Document parsing & data extraction with Mistral OCR, AI processing, and multi-channel delivery
Tired of manual data entry? Drowning in paper documents? The Sentinel OCR & Workflow Hub is your ultimate solution for transforming physical documents into actionable digital data, seamlessly and intelligently. This isn't just an OCR machine; it's a productivity powerhouse designed to revolutionize your workflow. Imagine this: Effortless Data Extraction: Simply feed documents into the Sentinel. Our state-of-the-art OCR technology accurately extracts text, numbers, and key information, even from complex layouts, invoices, receipts, and forms. Intelligent Automation with n8n: The Sentinel integrates flawlessly with n8n, the powerful low-code automation platform. This means endless possibilities! Automatically route extracted data, trigger custom workflows, and connect to hundreds of other applications – all without a single line of code. Instant Communication, Crystal Clear: Gmail Integration: Have critical data or processed documents sent directly to your inbox or specific team members' inboxes, organized and ready for review. Say goodbye to searching through endless attachments! Telegram Notifications: Get real-time alerts and summaries of processed documents, data extraction statuses, or even flagged discrepancies, right on your Telegram app. Stay informed, even on the go! Boost Efficiency, Reduce Errors, Save Money: By automating data capture and distribution, the Sentinel dramatically reduces manual errors, frees up valuable staff time, and accelerates your business processes. Reallocate your resources to what truly matters.

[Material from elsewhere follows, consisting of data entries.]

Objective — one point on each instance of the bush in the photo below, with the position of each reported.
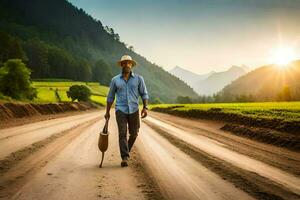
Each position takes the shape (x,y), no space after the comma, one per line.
(15,80)
(79,92)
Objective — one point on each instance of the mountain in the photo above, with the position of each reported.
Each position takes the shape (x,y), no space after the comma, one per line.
(58,40)
(210,83)
(187,76)
(217,81)
(266,83)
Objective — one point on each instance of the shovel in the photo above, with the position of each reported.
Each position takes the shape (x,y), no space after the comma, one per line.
(103,141)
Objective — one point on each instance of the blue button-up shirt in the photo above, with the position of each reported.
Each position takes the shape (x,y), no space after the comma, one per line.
(127,92)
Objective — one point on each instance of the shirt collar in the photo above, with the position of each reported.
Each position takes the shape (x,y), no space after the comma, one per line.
(131,74)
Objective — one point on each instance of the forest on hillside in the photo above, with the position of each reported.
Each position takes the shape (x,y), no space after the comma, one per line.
(58,40)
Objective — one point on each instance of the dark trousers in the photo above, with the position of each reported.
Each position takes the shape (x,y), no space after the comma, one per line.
(133,122)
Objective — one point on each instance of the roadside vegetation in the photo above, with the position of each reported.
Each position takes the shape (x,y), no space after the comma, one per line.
(281,116)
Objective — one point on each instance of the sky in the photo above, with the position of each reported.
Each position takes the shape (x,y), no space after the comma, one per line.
(202,35)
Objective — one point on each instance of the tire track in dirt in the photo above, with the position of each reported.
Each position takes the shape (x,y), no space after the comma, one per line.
(252,183)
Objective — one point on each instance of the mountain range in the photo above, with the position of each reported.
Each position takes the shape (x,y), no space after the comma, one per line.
(59,40)
(266,83)
(210,83)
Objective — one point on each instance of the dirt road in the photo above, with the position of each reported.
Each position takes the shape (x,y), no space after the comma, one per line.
(173,158)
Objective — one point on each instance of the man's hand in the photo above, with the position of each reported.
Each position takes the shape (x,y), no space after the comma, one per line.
(144,113)
(107,116)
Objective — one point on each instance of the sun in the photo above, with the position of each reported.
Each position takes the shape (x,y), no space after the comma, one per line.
(283,56)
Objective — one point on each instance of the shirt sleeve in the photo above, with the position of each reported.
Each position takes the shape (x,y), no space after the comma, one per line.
(142,89)
(112,91)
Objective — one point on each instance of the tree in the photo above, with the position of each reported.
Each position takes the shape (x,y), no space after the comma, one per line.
(79,92)
(183,99)
(15,80)
(10,48)
(102,73)
(37,53)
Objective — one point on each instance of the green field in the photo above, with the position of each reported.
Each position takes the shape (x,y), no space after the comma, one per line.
(278,110)
(282,116)
(46,91)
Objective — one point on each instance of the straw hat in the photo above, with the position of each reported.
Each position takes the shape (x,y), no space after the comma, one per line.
(128,58)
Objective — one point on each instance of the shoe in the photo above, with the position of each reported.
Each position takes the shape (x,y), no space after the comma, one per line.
(124,162)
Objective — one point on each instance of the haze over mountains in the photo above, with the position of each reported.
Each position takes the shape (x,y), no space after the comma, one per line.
(210,83)
(266,83)
(59,40)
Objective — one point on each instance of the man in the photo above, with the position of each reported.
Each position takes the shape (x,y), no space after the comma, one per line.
(127,86)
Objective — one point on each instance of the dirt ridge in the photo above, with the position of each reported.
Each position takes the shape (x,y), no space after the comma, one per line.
(9,111)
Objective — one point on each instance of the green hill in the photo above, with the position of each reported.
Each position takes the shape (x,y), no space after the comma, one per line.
(266,83)
(57,40)
(56,91)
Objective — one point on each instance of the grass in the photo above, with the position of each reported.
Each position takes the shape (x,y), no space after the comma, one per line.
(279,110)
(280,116)
(46,91)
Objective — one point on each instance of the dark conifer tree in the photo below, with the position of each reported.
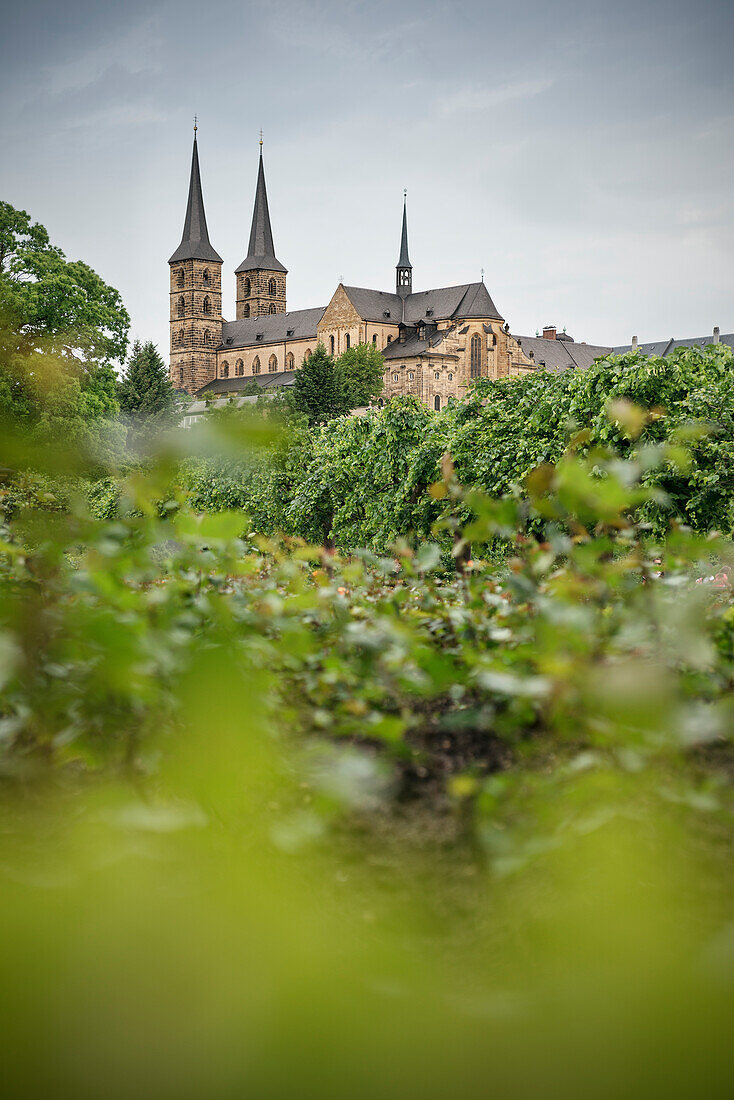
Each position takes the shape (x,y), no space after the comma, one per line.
(318,388)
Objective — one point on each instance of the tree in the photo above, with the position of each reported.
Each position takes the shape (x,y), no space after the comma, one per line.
(362,373)
(45,296)
(318,389)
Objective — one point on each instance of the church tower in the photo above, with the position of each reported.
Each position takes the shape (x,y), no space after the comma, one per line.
(404,270)
(260,277)
(196,320)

Scalable and Secure: Whether you're a small business or a large enterprise, the Sentinel grows with you. And with robust security features, your sensitive data is always protected. The Sentinel OCR & Workflow Hub is more than a machine; it's a strategic asset. Stop wasting time and resources on manual tasks. Start unlocking the true potential of your data today. Transform your documents. Transform your business. Choose the Sentinel.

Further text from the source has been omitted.